Dwory Supplying Polish Rubber to Michelin
Companies sign seven-year £200 million contract
On 5 October 2007 Dwory S.A. signed a licence agreement with Michelin for poly-butadiene rubber production technology. At the same time the two companies signed a trade contract supplying the rubber to Michelin for a minimum period of 7 years from the start of production. The value of the trade contract is estimated to be over £200 million.
Under the agreement some of Dwory’s production is going to be supplied directly to Michelin plants. The rest is to be sold by Dwory on the market under its own brand. The completion of the project is also expected to result in better utilization of the company’s general infrastructure and lead to further reductions in fixed costs.

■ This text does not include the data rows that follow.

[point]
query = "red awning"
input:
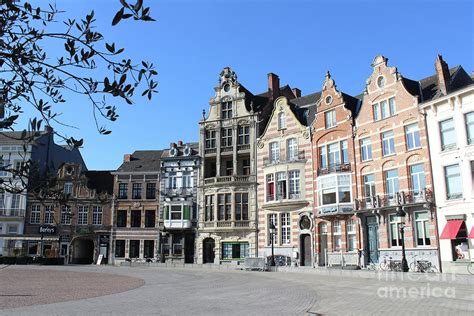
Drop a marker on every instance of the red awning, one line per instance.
(451, 229)
(471, 234)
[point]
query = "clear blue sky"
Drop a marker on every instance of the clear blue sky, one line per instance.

The licence agreement grants the company the right to produce poly-butadiene rubber using a neodymium catalyst in annual quantities of 80 tonnes and provides for the transfer of any technical documentation necessary to design and construct a production line. Production of poly-butadiene rubber will be launched in 2011. As a result of the investment project Dwory’s product range is expected to significantly increase and the company’s share of the tyre industry rubber market, which is Dwory’s core business area, will also swell.

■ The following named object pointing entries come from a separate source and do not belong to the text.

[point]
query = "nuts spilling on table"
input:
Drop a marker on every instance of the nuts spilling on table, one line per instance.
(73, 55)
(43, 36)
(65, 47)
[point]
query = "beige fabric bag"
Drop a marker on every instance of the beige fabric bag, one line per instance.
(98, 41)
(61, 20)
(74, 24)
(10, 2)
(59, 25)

Michelin currently operates a similar arrangement to the proposed Polish set-up in Bordeaux. According to the companies, the production technology used by Michelin at Bordeaux is “the latest achievement of French engineering.” By acquiring the new licence, Dwory says it is set to become a producer of the latest third generation rubber.
Poly-butadiene rubber produced using the neodymium (PBR Nd rubber) technology purchased from the Michelin company represents the latest generation of rubber used in the production of tyres. This rubber is used mainly to manufacture high-quality tyres with improved safety specifications including tyres for top-of-the-range cars and higher speeds. The rubber is said to show excellent resistance to dynamic loads combined with high abrasion resistance. These characteristics result in longer tyre lifetimes and a significant reduction in rolling resistance contributing to lower fuel consumption.